Theresa May forced to back down in row over Brexit legal advice
Theresa May has been forced to publish the legal advice she receives on her Brexit deal after Labour, the DUP and eurosceptic Tories backed her into a corner.
The government backed down in a row over whether the advice from the attorney general – which traditionally remains private – should be given to MPs before parliament votes on the Brexit deal.
Labour pushed for the unorthodox move due to the “exceptional” nature of Brexit, and found backing from the DUP – which props up May's government.
Conservative MPs from the hard Brexit European Research Group revealed they would abstain in any vote, leading the government to accept Labour's motion instead of suffering an embarrassing defeat in parliament on Tuesday afternoon.

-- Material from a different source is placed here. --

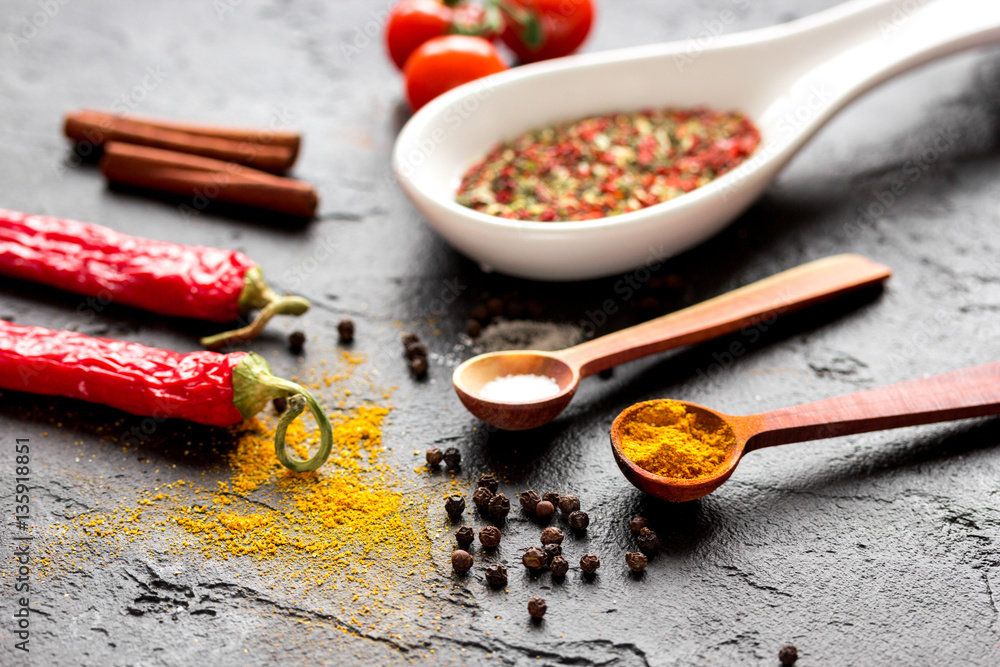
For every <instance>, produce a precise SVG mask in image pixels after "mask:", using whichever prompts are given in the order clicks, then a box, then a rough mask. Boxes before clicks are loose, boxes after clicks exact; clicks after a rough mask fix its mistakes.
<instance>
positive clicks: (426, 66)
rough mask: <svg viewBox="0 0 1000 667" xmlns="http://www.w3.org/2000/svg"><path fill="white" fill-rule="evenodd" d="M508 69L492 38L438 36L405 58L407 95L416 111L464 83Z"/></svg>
mask: <svg viewBox="0 0 1000 667" xmlns="http://www.w3.org/2000/svg"><path fill="white" fill-rule="evenodd" d="M505 69H507V65H506V63H504V61H503V58H501V57H500V52H499V51H497V50H496V47H495V46H493V45H492V44H491V43H490V42H489V40H486V39H483V38H482V37H470V36H468V35H445V36H443V37H435V38H434V39H431V40H428V41H426V42H424V43H423V44H421V45H420V47H419V48H418V49H417V50H416V51H414V52H413V54H412V55H411V56H410V58H409V60H407V61H406V70H405V73H406V97H407V99H408V100H409V101H410V107H412V108H413V110H414V111H416V110H417V109H419V108H420V107H422V106H424V105H425V104H427V103H428V102H430V101H431V100H432V99H434V98H435V97H437V96H438V95H440V94H441V93H443V92H445V91H448V90H451V89H452V88H456V87H458V86H460V85H462V84H463V83H468V82H469V81H475V80H476V79H480V78H482V77H484V76H487V75H489V74H496V73H497V72H502V71H503V70H505Z"/></svg>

David Lidington, the de facto deputy prime minister, initially warned that giving in to Labour’s demands would see more than 5,000 documents released detailing legal advice given over the course of the negotiations.
He then offered a compromise that would see a summary of the advice given by the attorney general Geoffrey Cox presented to MPs.
Lidington said: “We will make available to all members of the House, following the conclusion of negotiations, and ahead of the meaningful vote, a full, reasoned position statement laying out the Government's both political and also legal position on the proposed withdrawal agreement. And that includes any protocols that might be attached to it."
Labour were unmoved by the offer, with shadow Brexit secretary Sir Keir Starmer saying: “Rather than fighting this unnecessary battle with parliament, the prime minister should accept the motion and agree to publish the full advice."
The DUP backed the release of the advice so MPs could see what the implications were for any backstop agreed for Northern Ireland.
The party's Brexit spokesperson Sammy Wilson said: "No one has compromised the government's position more than the Government itself in these negotiations.
"They willingly accepted the EU agenda and timetable and sequencing for the negotiations. They uncritically accepted this nonsense of the backstop of Northern Ireland – a problem which doesn't exist and which can be dealt with by the existing trade facilitation measures which are in place."
The sight of the government ordering its MPs to abstain on any vote because it did not have the support of the ERG angered anti-Brexit Conservative MP Anna Soubry.
She said: “Who is running this country – the government or the ERG?”